Member of the Moldovan Parliament
- In office 27 February 1994 – 20 March 2001
- Parliamentary group: Democratic Agrarian Party Party of Communists

Personal details
- Born: September 20, 1939 (age 86) Cajba, Moldavian SSR, Soviet Union
- Profession: Historian, Politician

= Vasile Stati =

Moldovan politician and historian (born 1939)

Vasile Stati (Cyrillic: Василе Стати, also known by his full Soviet-style name Vasily Nikolaevich Stati; born 20 September 1939) is a Moldovan politician and historian.

== Biography ==
He studied history and philology at the Moldovan language Department of the State University of Chișinău.

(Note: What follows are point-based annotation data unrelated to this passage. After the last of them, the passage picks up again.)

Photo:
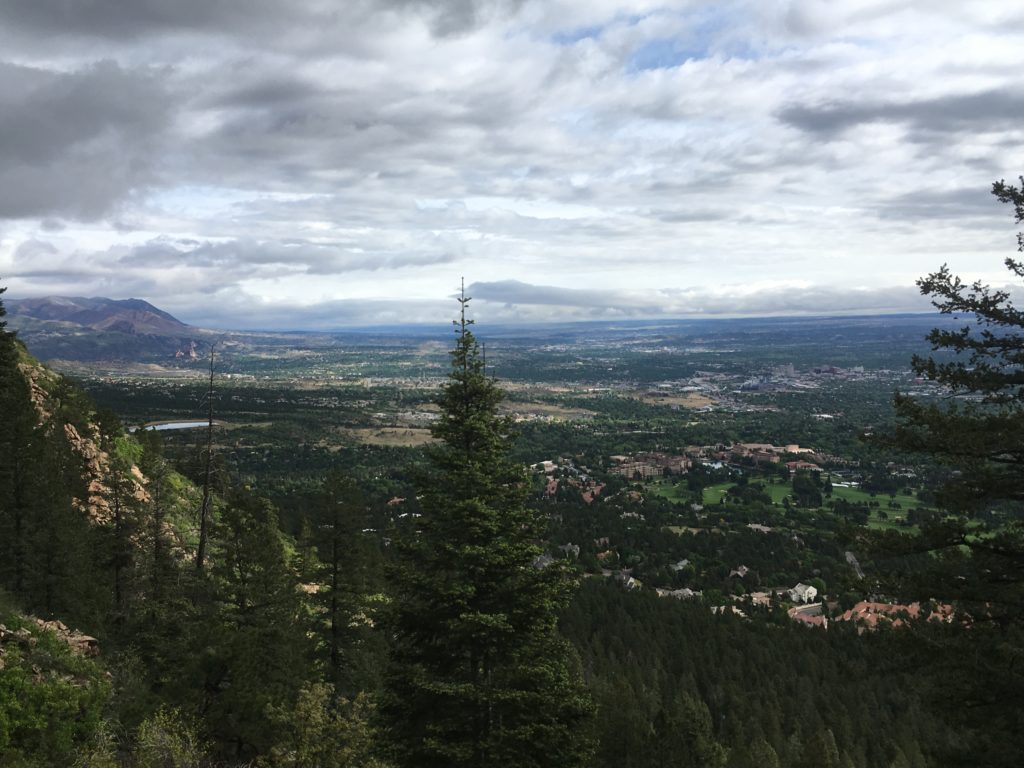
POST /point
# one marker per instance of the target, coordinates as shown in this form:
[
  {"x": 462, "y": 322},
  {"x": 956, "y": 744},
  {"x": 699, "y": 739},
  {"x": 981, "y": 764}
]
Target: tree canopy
[{"x": 480, "y": 676}]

He is the author of numerous publications on the history of Moldova and the Moldovan language. Stati wrote the monographs Moldovenii de la est de Nistru ("The Moldavians to the east of the Dniester") and Istoria Moldovei ("History of Moldova"). He has written about the development of the vernacular Moldavian language and the Slavic influences over the Moldavian culture. In the 1980s, he worked at the Institute of Linguistics and Literature of the Academy of Sciences of Moldova, and from 1994 to 2001 he was a member of the Parliament of Moldova. Until 2005 he was the secretary of the informational-analytic centre of the Moldovan Parliament.

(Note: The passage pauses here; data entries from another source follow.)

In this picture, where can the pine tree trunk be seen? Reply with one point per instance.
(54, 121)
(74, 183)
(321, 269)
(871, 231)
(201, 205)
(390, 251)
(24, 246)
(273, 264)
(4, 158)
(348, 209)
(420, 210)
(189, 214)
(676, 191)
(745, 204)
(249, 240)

He considers the Moldovan language to be separate from the Romanian language. In 2003 he published the first Moldovan–Romanian dictionary, which caused a wave of criticism from the Romanian and Moldovan scientific and political circles, as contrary to the dominant current paradigm of the unity of the two languages. It contained a foreword whose purpose was to prove that the Moldovan language is distinct from Romanian. The linguists of the Romanian Academy declared that Stati's "Moldovan" words are also Romanian words, while Ion Bărbuță, the head of the Institute of Linguistics of the Republic of Moldova, described the dictionary as being an "absurdity, serving political goals".